A bola agora está no campo de Macron, mas as tensões estão aumentando no país: os sindicatos estão prometendo barricadas para quarta-feira.

Palavras que, no entanto, não têm em conta um país nas cordas: a terapia de choque proposta pelo Primeiro-Ministro é, por um lado, absolutamente razoável e mesmo necessária, mas aA França é um barril de pólvora social há vários anos, com os índices de aprovação do presidente Macron caindo a níveis impensáveis ​​(77% dos franceses o rejeitam), e as tensões prestes a explodir a qualquer momento, especialmente em um momento em que sacrifícios são abertamente exigidos da população. Prova disso é a iniciativa de alguns sindicatos. para bloquear o país na quarta-feira, 10 de setembro, para enviar um sinal claro à classe política: são esperadas sérias perturbações e até mesmo a possibilidade de a França ser devastada por manifestantes, como aconteceu no passado recente com os coletes amarelos em 2018 e as greves selvagens em 2022.

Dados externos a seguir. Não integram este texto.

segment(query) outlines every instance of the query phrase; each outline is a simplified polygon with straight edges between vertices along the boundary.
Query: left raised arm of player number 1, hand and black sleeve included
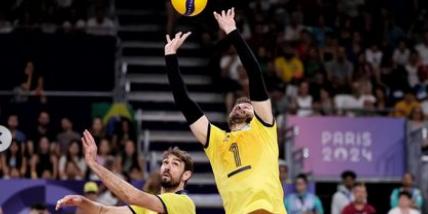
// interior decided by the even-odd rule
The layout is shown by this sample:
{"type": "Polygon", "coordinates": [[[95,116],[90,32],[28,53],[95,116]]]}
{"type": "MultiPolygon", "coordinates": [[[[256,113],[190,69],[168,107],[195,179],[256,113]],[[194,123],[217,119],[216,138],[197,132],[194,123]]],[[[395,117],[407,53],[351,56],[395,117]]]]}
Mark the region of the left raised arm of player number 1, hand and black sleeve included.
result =
{"type": "Polygon", "coordinates": [[[174,96],[175,104],[184,114],[193,135],[198,139],[202,145],[207,142],[208,127],[210,122],[208,118],[202,113],[193,100],[190,99],[187,92],[187,87],[184,84],[180,68],[178,66],[177,50],[183,45],[190,32],[183,34],[177,33],[175,38],[171,39],[169,35],[166,36],[167,44],[165,45],[165,61],[168,74],[169,84],[171,86],[172,94],[174,96]]]}

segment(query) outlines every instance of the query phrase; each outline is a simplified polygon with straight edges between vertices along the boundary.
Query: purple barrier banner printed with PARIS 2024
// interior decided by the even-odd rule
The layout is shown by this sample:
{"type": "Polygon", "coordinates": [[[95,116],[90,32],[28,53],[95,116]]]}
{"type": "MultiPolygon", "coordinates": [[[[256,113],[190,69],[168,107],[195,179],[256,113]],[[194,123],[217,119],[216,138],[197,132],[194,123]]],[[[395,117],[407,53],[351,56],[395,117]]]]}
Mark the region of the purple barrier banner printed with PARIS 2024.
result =
{"type": "Polygon", "coordinates": [[[399,179],[405,167],[405,121],[392,118],[290,117],[294,150],[317,179],[353,170],[366,179],[399,179]]]}

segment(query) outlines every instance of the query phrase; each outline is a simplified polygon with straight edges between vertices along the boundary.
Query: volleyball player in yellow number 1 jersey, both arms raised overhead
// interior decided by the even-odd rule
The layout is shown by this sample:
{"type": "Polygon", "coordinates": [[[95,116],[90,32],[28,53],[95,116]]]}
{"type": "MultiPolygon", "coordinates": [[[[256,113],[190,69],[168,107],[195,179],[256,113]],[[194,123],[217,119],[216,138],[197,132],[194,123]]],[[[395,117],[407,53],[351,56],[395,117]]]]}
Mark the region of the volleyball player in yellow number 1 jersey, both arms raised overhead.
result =
{"type": "Polygon", "coordinates": [[[250,98],[239,99],[230,112],[230,132],[212,125],[188,96],[176,52],[190,33],[178,33],[173,39],[167,35],[165,46],[168,79],[176,105],[205,147],[226,213],[285,214],[277,129],[260,66],[236,29],[234,9],[214,16],[247,71],[250,98]]]}

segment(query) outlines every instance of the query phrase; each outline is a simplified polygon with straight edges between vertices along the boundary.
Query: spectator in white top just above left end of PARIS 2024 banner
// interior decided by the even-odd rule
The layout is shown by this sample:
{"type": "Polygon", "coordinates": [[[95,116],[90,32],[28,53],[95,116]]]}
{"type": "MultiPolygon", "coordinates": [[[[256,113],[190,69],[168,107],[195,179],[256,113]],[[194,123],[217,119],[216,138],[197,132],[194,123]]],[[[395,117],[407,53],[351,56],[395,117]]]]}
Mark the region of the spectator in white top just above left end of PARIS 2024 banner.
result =
{"type": "Polygon", "coordinates": [[[311,116],[313,113],[312,104],[313,98],[309,94],[309,84],[308,82],[301,82],[299,85],[299,90],[297,97],[294,100],[295,105],[299,109],[297,111],[297,116],[307,117],[311,116]]]}

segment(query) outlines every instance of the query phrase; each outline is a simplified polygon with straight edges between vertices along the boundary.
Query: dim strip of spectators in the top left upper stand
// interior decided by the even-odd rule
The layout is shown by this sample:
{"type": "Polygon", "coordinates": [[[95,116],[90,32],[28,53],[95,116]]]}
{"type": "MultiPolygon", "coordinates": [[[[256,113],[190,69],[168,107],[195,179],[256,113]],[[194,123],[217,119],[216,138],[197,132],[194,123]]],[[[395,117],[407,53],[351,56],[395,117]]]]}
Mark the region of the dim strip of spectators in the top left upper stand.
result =
{"type": "Polygon", "coordinates": [[[111,0],[4,0],[0,33],[16,30],[115,35],[111,0]]]}

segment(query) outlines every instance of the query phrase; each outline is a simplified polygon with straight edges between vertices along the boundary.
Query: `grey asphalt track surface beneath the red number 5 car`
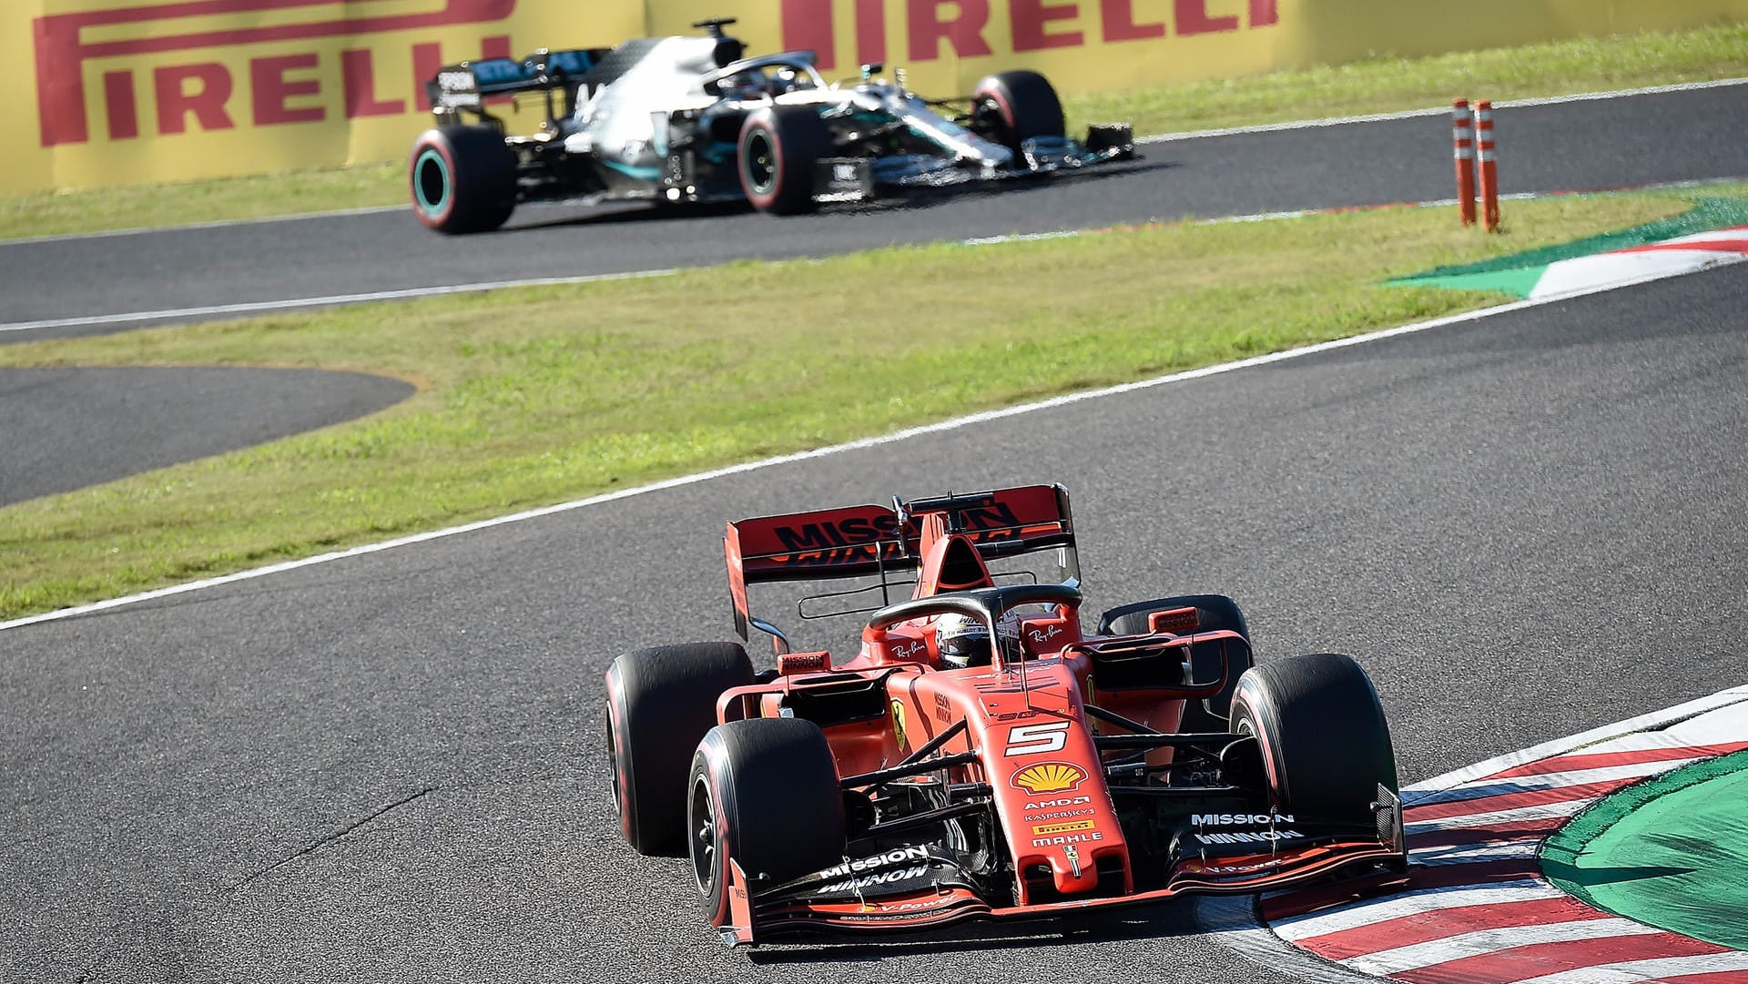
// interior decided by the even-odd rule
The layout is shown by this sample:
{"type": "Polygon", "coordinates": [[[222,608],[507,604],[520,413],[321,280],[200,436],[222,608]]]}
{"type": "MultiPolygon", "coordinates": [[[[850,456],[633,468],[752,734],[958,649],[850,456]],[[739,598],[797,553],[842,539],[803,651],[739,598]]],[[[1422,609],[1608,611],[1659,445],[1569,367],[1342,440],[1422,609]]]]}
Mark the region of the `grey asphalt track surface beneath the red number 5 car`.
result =
{"type": "Polygon", "coordinates": [[[727,633],[724,517],[1059,479],[1089,608],[1222,591],[1262,659],[1356,654],[1405,781],[1715,692],[1745,295],[1734,266],[7,629],[0,977],[1287,981],[1182,905],[731,953],[614,834],[601,671],[727,633]]]}

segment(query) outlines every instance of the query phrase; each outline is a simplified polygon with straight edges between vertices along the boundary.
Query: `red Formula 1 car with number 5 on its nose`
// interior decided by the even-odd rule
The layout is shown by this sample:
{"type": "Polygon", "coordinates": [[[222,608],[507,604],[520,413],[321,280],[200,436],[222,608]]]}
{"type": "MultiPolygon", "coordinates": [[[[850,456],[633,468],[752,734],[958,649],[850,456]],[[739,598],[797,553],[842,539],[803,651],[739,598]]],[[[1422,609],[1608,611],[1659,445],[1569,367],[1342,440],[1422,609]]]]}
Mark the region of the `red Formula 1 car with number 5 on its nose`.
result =
{"type": "Polygon", "coordinates": [[[1252,666],[1243,613],[1213,594],[1122,605],[1086,634],[1061,486],[745,519],[725,552],[736,629],[769,634],[776,669],[739,643],[628,652],[607,711],[626,841],[689,853],[729,944],[1407,867],[1360,666],[1252,666]],[[991,573],[1045,551],[1059,584],[991,573]],[[836,579],[871,584],[797,613],[867,615],[850,659],[790,652],[750,612],[752,584],[836,579]]]}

Aproveitando este descontentamento, a França Insubmissa de Jean Luc Mélenchon, vencedora das eleições legislativas do ano passado e inicialmente aliada de Macron, que mais tarde se tornou o seu mais feroz oponente, anunciou uma moção de impeachment do Presidente da República para o próximo dia 23 de setembro. De fato, a lei francesa permite que Macron — que a oposição considera o principal culpado por esta situação, que Bayrou simplesmente detonou — seja destituído do cargo, embora isso ainda envolva um processo longo e tortuoso. Os acontecimentos atuais, no entanto, exigem que o Presidente da República tome uma decisão de grande responsabilidade, ainda em pleno exercício do cargo: após receber um voto de desconfiança, Bayrou declarou: deixará a decisão final sobre seu mandato nas mãos de Macron, que amanhã – terça-feira, 9 de setembro – terá que decidir o que fazer.